A smooth transition will be vital, the source said.
One potential landing spot for Redd that’s currently making its way through the rumor mill: on Democratic gubernatorial candidate Phil Murphy’s ticket as lieutenant governor.
Although Gov. Chris Christie and his administration did their best to turn an overwhelmingly negative day into a positive by appearing at the White House for the announcement that he will be chairing President Donald Trump’s commission on opioid abuse, an issue he has undoubtedly championed, last Wednesday was still all about Bridgegate.
That’s because, up in Newark, former aides Bridget Kelly and Bill Baroni were receiving their prison sentences — 18 months and 24 months, respectively — for their roles in orchestrating the politically motivated lane closures in Fort Lee at the George Washington Bridge.
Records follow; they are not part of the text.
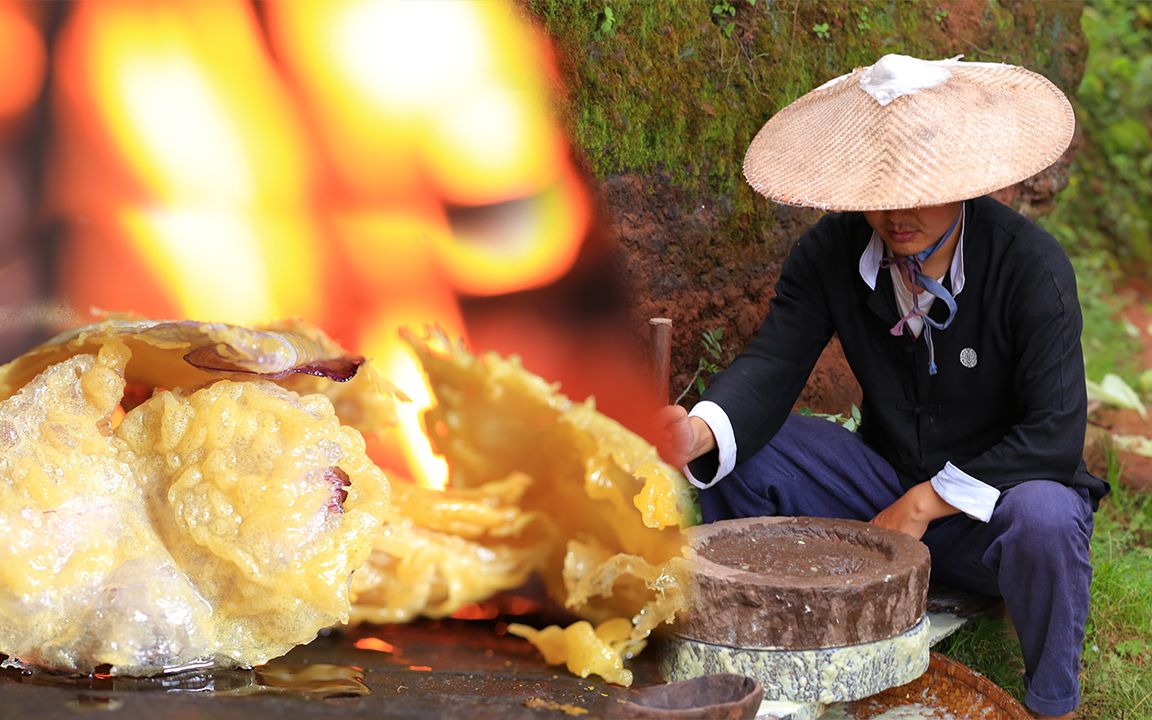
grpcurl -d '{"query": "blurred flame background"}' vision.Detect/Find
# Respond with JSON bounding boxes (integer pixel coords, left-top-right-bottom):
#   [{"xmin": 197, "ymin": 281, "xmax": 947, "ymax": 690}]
[{"xmin": 0, "ymin": 0, "xmax": 651, "ymax": 486}]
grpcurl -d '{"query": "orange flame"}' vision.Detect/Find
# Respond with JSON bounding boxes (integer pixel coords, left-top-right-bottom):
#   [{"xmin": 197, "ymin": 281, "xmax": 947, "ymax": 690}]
[{"xmin": 48, "ymin": 0, "xmax": 590, "ymax": 487}]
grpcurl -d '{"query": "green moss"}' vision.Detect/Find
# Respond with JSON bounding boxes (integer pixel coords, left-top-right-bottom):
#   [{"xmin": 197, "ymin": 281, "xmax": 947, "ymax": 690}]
[{"xmin": 522, "ymin": 0, "xmax": 1083, "ymax": 222}]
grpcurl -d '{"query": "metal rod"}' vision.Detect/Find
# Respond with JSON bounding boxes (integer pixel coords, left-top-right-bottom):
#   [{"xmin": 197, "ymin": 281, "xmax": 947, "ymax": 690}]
[{"xmin": 649, "ymin": 318, "xmax": 672, "ymax": 406}]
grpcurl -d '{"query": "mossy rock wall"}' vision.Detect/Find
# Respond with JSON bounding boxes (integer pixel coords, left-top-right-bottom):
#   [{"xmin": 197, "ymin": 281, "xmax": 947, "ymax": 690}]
[{"xmin": 521, "ymin": 0, "xmax": 1087, "ymax": 412}]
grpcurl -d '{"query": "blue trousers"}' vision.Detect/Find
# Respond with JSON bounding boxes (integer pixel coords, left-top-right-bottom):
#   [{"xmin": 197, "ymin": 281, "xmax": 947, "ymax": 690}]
[{"xmin": 700, "ymin": 415, "xmax": 1092, "ymax": 715}]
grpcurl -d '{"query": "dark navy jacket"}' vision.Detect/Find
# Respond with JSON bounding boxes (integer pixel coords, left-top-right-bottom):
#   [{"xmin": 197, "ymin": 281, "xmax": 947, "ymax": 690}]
[{"xmin": 703, "ymin": 197, "xmax": 1108, "ymax": 506}]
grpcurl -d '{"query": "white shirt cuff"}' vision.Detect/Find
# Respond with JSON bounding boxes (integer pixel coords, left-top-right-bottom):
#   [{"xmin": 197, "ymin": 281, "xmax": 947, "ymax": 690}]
[
  {"xmin": 932, "ymin": 462, "xmax": 1000, "ymax": 523},
  {"xmin": 683, "ymin": 400, "xmax": 736, "ymax": 490}
]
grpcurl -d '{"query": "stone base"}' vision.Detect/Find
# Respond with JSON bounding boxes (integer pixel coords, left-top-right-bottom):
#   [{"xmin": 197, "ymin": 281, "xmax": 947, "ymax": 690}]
[{"xmin": 661, "ymin": 617, "xmax": 929, "ymax": 704}]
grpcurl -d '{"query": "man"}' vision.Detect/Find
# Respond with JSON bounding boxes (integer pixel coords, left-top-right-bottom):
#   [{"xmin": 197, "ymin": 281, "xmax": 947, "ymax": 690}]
[{"xmin": 662, "ymin": 55, "xmax": 1108, "ymax": 718}]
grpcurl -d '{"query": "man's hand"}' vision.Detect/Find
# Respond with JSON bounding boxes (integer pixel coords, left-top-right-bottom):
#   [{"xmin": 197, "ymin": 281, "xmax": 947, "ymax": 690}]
[
  {"xmin": 655, "ymin": 406, "xmax": 717, "ymax": 468},
  {"xmin": 872, "ymin": 483, "xmax": 960, "ymax": 540}
]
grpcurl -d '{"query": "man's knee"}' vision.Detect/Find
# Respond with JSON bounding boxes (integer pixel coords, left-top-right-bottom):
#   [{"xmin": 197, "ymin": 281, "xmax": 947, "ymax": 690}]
[{"xmin": 993, "ymin": 480, "xmax": 1092, "ymax": 555}]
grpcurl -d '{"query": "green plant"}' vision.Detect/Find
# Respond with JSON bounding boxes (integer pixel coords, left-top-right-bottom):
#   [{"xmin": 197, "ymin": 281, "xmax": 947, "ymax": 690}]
[
  {"xmin": 712, "ymin": 0, "xmax": 756, "ymax": 38},
  {"xmin": 798, "ymin": 403, "xmax": 861, "ymax": 432},
  {"xmin": 673, "ymin": 327, "xmax": 723, "ymax": 404},
  {"xmin": 596, "ymin": 5, "xmax": 616, "ymax": 38},
  {"xmin": 1045, "ymin": 0, "xmax": 1152, "ymax": 269}
]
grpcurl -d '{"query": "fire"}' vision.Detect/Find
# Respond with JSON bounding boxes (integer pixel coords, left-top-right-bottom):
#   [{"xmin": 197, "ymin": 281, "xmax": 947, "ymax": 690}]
[{"xmin": 46, "ymin": 0, "xmax": 591, "ymax": 487}]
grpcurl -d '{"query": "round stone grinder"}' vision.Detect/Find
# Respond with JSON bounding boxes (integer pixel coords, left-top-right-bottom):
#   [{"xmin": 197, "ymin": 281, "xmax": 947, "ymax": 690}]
[{"xmin": 664, "ymin": 517, "xmax": 930, "ymax": 703}]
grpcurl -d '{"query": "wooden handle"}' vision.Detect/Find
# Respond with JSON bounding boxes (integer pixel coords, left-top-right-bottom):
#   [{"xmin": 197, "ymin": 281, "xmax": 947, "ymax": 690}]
[{"xmin": 649, "ymin": 318, "xmax": 672, "ymax": 406}]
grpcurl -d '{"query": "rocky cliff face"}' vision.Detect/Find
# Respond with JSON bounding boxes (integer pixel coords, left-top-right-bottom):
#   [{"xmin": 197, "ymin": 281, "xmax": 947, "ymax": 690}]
[{"xmin": 522, "ymin": 0, "xmax": 1087, "ymax": 412}]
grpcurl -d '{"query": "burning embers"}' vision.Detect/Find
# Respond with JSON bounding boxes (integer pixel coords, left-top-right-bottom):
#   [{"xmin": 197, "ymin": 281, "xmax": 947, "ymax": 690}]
[{"xmin": 42, "ymin": 0, "xmax": 590, "ymax": 487}]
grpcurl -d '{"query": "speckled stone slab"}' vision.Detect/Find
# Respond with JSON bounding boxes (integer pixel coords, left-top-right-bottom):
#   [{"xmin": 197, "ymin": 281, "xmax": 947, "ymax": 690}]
[
  {"xmin": 661, "ymin": 617, "xmax": 929, "ymax": 704},
  {"xmin": 675, "ymin": 517, "xmax": 930, "ymax": 650}
]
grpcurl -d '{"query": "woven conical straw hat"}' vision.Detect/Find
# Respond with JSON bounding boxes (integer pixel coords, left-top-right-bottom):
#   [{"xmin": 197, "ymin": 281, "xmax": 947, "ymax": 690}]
[{"xmin": 744, "ymin": 55, "xmax": 1076, "ymax": 211}]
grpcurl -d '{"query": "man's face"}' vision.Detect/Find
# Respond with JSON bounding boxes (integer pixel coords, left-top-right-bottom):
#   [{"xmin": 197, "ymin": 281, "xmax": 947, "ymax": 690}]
[{"xmin": 864, "ymin": 203, "xmax": 962, "ymax": 257}]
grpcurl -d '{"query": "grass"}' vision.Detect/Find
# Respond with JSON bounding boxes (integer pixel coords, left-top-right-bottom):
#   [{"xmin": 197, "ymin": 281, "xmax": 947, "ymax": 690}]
[{"xmin": 937, "ymin": 446, "xmax": 1152, "ymax": 720}]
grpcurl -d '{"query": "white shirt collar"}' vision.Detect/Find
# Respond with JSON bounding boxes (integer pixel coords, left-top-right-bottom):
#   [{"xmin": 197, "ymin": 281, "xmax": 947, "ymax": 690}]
[{"xmin": 859, "ymin": 209, "xmax": 968, "ymax": 297}]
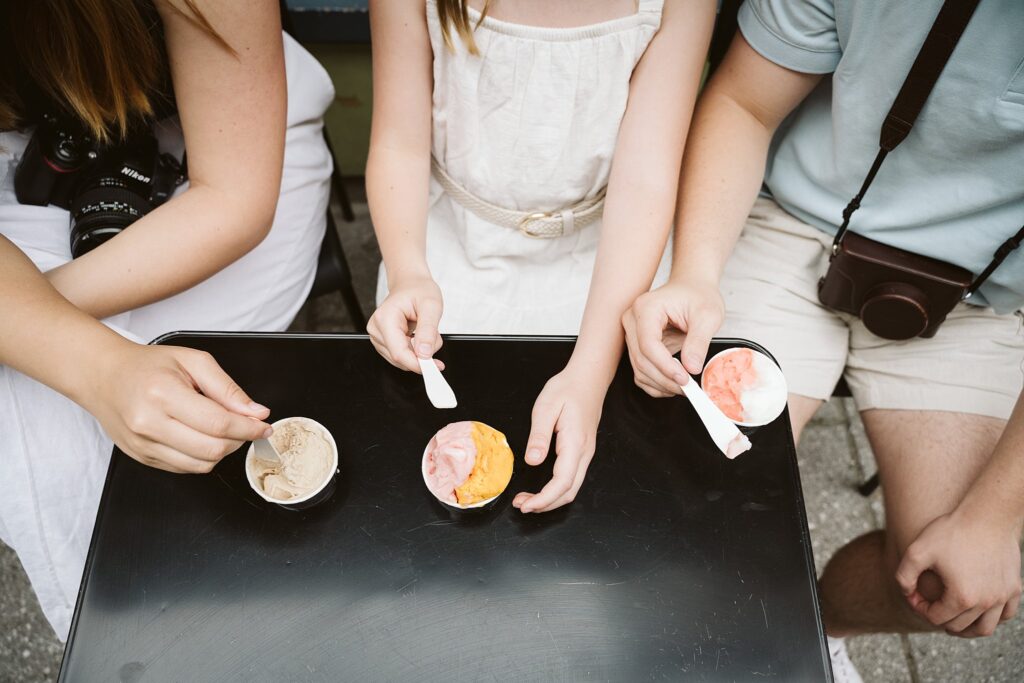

Like he often tends to do, Christie got out in front of the news, giving a few television interviews ahead of the sentencing to say that it wasn’t his job to pass judgment on Baroni and Kelly prior to their day in court.
The convenient choice of last Wednesday to make his appearance in Washington was transparent to those paying attention, but the good news for Christie is that this time it may really be over.
As one source notes, Christie is too politically ambitious to rule out any future run at office and so, undoubtedly, Bridgegate will always follow in his shadow. It’s tough to pinpoint, but the scandal was at least partially responsible for his failed run at the White House this past year.
But rather than have to point to the expensively flawed Mastro Report as evidence of his innocence, he now gets to say that a federal investigation identified those involved and prosecuted them. He also now is able to put it behind him for the remainder of his time in Trenton.